Fig. 2.1
Cross section of the crystalline lens showing its relationship to the adjacent ocular structures and the zones of optical discontinuity
2.2 Development
It develops from an invagination of the surface ectoderm of the fetus, so that what was originally the surface of the epithelium comes to lie in the center of the lens, the peripheral cells corresponding to the basal cells of the epidermis. The lens grows by the proliferation of the peripheral cells. The older cells undergo sclerosis and conglomerate together in the center, while the newly formed cells elongate into fibers. The lens has no innervation or blood supply after its fetal development. It receives nourishment and disposes off its metabolic waste via the surrounding aqueous and vitreous humor.
2.3 Structure
The lens is histologically composed of three structures, namely, capsule, anterior subcapsular epithelium, and lens substance (cortex and nucleus).
2.3.1 Capsule
The lens capsule is an elastic, transparent basement membrane composed of type IV collagen and sulfated glycosaminoglycans laid down by the epithelial cells. The capsule contains the lens substance and is capable of molding it during accommodative changes. The outer layer of the lens capsule, the zonular lamella, also serves as a point of attachment for the zonular fibers. The lens capsule is thickest in the anterior and posterior pre-equatorial zones (20 μm) and thinnest in the region of the central posterior pole (2–4 μm) [4]. This extreme thinness of the posterior capsule makes it more vulnerable for posterior capsular rupture during cataract surgery. Thickness of the anterior lens capsule increases with age, whereas thickness of the posterior capsule remains constant or changes slightly. The capsule is brittle, and though it has no elastic tissue, it is highly elastic in nature because of lamellar or fibrillar arrangement of fibers. This property of the lens gradually decreases with age.

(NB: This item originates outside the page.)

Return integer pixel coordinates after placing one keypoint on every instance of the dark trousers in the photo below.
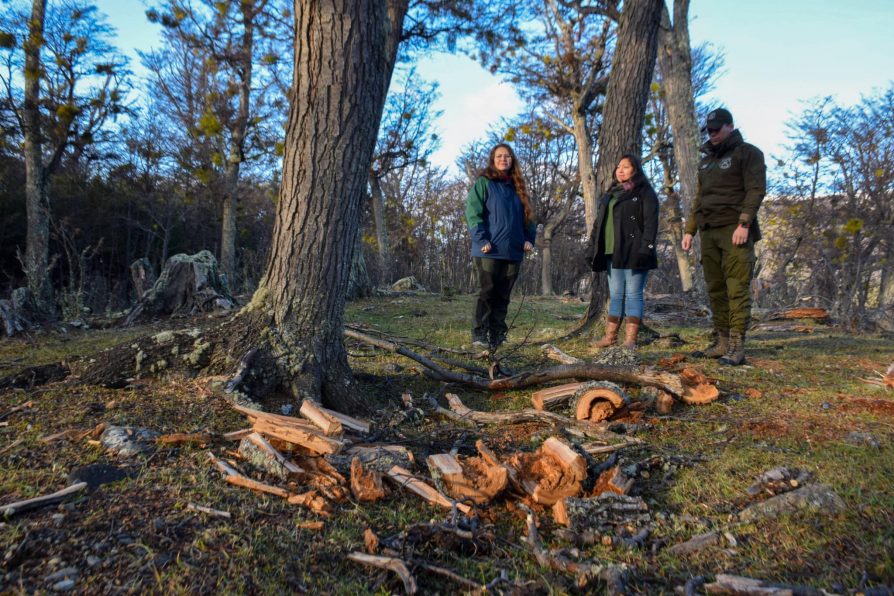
(496, 278)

2.3.2 Anterior Subcapsular Epithelium
Immediately beneath the anterior lens capsule is a monolayer of undifferentiated transparent, columnar, nucleated lens epithelial cells. These cells are metabolically active and carry out all normal cellular activities, including the DNA, RNA, protein, and lipid synthesis [5]. The energy demands of the lens are met by the adenosine triphosphate generated by these cells. The epithelial cells show greatest mitotic activity (replicative or S-phase) DNA synthesis in a ring around the anterior lens known as the germinative zone. These newly formed cells migrate toward the equator, where they differentiate into fibers. As the epithelial cells migrate toward the bow region of the lens, they begin the process of terminal differentiation into lens fibers. The fibers run in a curved manner from the septa on the anterior surface to that on the posterior surface. No fibers pass from pole to pole; they are arranged in such a way that those which begin near the pole on one surface of the lens end near the peripheral extremity of the plane on the other, and vice versa (Fig. 2.2).